At least one birthright israel provider does offer students on their Israel trip an opportunity to do good works; but perhaps the program should go further and offer a public service track. In the meantime, how many non-Jewish organizations send students to help needy Israeli Jews?

Jewish foundations usually have no trouble distinguishing between Jewish and non-Jewish issues. Their guidelines often indicate Jewish/Israel causes they support and non-Jewish ones.

It’s great that foundations build hospitals and libraries in the United States, but why not do it in Israel? Instead of endowing a chair in engineering, why not endow one in Israel studies?

Of course many philanthropists do this now. But a study published last year found that Jewish foundations typically make their largest gifts to non-Jewish causes.

Jews are extremely generous, so other causes would probably suffer from loss of Jewish support. But those resources could be redirected to Jewish causes that need them.

Our resources are finite, so we should try to maximize the impact of what we have. Jewish contributions typically make a marginal difference to non-Jewish causes, but all the difference to Jewish ones.

Can’t buy friends

Rabbi Hillel from the Talmud (Pirkei Avot 1:14) agreed with me when he said, “If I am not for myself, then who will be for me?”

But, in the next breath, he added, “And if I am only for myself, what am I?” Fair enough.

If we are doing good for the sake of doing good, it is virtuous. We often engage in helping others, however, because we hope non-Jews will then come to our aid when we need them.

The record is not that good in this regard. Israel, for example, spent many years doing good works in Africa, in part for the sake of philanthropy, but also in the hope that African states would support Israel politically. In the 1970s, however, Arab political pressure led those states to abandon Israel.

Similarly, we often like to remind African-Americans about the Jews who marched with Rev. Martin Luther King Jr.
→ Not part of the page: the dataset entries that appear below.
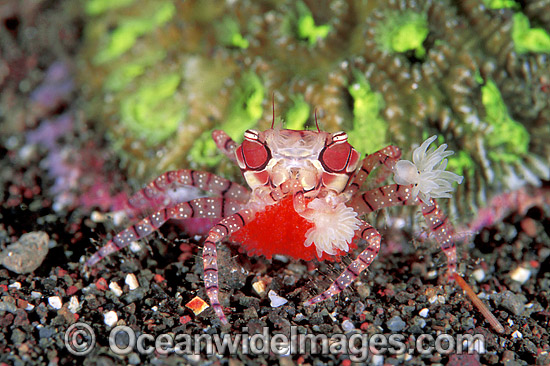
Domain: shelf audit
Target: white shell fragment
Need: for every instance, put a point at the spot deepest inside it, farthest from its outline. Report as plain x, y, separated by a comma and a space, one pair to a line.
115, 288
276, 300
55, 302
520, 274
74, 305
131, 281
479, 274
259, 287
517, 334
110, 318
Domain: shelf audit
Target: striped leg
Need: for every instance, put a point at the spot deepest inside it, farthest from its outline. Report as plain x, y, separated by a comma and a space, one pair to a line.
210, 207
162, 192
398, 195
386, 196
386, 157
356, 267
442, 230
225, 144
210, 258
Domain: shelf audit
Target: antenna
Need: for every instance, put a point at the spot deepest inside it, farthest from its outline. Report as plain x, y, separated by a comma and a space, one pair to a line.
316, 123
273, 107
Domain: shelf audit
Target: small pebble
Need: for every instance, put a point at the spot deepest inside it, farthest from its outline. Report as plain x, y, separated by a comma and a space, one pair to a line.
520, 274
55, 302
131, 281
259, 287
197, 305
115, 288
431, 275
512, 302
276, 300
74, 305
347, 326
517, 334
377, 360
27, 254
479, 274
110, 318
135, 247
396, 324
133, 359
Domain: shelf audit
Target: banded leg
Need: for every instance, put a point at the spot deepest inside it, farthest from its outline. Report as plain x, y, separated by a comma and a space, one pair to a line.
442, 231
349, 275
398, 195
386, 157
386, 196
210, 257
225, 144
160, 192
209, 207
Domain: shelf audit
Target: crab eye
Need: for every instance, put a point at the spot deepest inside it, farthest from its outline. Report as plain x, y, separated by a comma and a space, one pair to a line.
253, 155
339, 137
339, 158
251, 135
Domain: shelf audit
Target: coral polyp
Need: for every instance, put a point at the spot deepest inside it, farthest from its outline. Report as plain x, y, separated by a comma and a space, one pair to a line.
472, 72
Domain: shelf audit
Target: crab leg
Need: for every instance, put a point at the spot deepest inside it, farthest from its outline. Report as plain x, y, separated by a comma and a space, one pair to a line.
399, 195
157, 193
210, 207
349, 275
386, 196
387, 157
225, 144
210, 258
442, 230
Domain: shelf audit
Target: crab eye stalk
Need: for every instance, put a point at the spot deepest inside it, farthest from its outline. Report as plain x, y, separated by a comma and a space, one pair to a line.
251, 135
339, 137
253, 155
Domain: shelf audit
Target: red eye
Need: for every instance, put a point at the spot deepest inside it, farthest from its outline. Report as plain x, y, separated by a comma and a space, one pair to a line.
336, 157
254, 154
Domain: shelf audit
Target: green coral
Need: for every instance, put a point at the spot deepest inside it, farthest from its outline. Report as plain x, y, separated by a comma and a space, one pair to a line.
306, 25
98, 7
230, 34
151, 113
506, 133
124, 37
419, 71
404, 31
527, 39
370, 130
119, 78
244, 113
501, 4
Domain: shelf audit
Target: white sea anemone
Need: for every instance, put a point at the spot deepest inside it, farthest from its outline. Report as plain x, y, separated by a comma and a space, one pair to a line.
427, 172
334, 226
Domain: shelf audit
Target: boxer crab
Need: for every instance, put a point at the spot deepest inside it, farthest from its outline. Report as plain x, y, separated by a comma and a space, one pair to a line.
308, 181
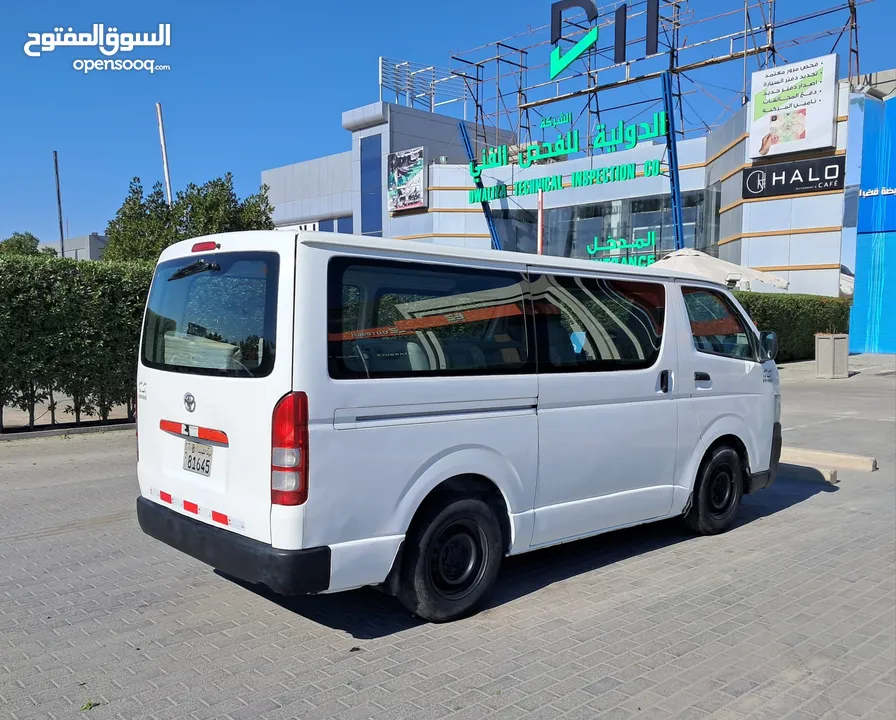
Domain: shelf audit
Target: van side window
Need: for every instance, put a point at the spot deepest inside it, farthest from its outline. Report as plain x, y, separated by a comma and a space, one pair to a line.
595, 325
417, 320
716, 326
351, 307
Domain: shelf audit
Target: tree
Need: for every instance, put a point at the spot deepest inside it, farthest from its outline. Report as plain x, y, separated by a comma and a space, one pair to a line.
144, 225
20, 244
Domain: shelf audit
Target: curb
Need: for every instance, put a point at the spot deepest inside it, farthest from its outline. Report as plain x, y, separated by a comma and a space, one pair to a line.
56, 432
809, 473
822, 459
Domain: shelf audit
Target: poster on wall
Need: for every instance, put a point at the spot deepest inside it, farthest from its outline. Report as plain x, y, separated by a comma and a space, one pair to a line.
407, 180
794, 107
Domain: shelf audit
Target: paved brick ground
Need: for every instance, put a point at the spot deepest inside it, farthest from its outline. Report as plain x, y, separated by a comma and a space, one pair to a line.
791, 615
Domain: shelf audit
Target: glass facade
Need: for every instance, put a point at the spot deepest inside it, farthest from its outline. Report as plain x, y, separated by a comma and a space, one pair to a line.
591, 231
372, 185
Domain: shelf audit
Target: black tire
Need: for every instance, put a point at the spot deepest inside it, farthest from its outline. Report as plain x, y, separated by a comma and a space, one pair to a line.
453, 554
718, 492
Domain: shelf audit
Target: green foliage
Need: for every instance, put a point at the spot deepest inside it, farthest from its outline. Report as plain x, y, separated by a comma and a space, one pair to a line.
19, 244
796, 319
144, 225
70, 327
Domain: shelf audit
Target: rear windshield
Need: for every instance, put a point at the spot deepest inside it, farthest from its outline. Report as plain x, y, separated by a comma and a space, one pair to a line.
213, 315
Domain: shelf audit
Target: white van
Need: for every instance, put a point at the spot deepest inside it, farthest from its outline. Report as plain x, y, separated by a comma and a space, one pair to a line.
319, 412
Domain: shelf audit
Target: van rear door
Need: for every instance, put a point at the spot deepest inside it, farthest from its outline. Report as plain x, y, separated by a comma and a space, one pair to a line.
215, 358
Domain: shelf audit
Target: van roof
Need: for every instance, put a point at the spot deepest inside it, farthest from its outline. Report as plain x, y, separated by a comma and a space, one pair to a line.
411, 250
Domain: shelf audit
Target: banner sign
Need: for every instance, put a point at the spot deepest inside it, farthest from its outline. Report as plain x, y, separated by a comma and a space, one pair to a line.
407, 180
794, 107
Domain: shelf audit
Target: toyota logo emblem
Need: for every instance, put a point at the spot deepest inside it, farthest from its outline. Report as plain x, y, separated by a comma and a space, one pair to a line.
756, 181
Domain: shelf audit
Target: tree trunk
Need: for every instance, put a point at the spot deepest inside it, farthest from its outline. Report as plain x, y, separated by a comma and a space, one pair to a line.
31, 393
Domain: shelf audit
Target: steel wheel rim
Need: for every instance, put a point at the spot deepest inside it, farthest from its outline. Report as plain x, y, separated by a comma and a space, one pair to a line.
722, 491
457, 559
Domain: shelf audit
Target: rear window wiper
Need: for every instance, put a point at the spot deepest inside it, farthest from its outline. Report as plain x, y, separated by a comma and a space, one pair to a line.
194, 268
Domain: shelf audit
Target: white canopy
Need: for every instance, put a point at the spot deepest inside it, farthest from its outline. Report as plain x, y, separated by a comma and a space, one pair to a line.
720, 271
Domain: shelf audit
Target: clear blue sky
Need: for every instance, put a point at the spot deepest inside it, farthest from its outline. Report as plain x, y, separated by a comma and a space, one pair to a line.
253, 85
But the alliance on civil rights issues had minimal effect on African-American support for Jewish issues.

Today, African-Americans tend to be among the least supportive of Israel and are more irked by the Jews’ stand on affirmative action than impressed by old photos of Jews with King.

I admit to being deliberately provocative. But I believe there are definable “Jewish” issues and our community has lost sight of them as we’ve become more assimilated and universalistic.

Some might argue we need to go further in this direction or risk losing more young Jews who are turned off by parochialism. But I believe the opposite is true, that erasing the line between types of issues makes Jewishness less distinctive and gives the next generation less reason to remain Jewish.

Am I advocating abandoning all non-Jewish causes? Who am I to argue with Hillel?

But there needs to be a balance, and it has tipped much too far away from supporting ourselves.

Mitchell G. Bard, Ph.D., is the author of 17 books including “The Complete Idiot’s Guide to Middle East Conflict” and “Myths and Facts: A Guide to the Arab-Israeli Conflict.”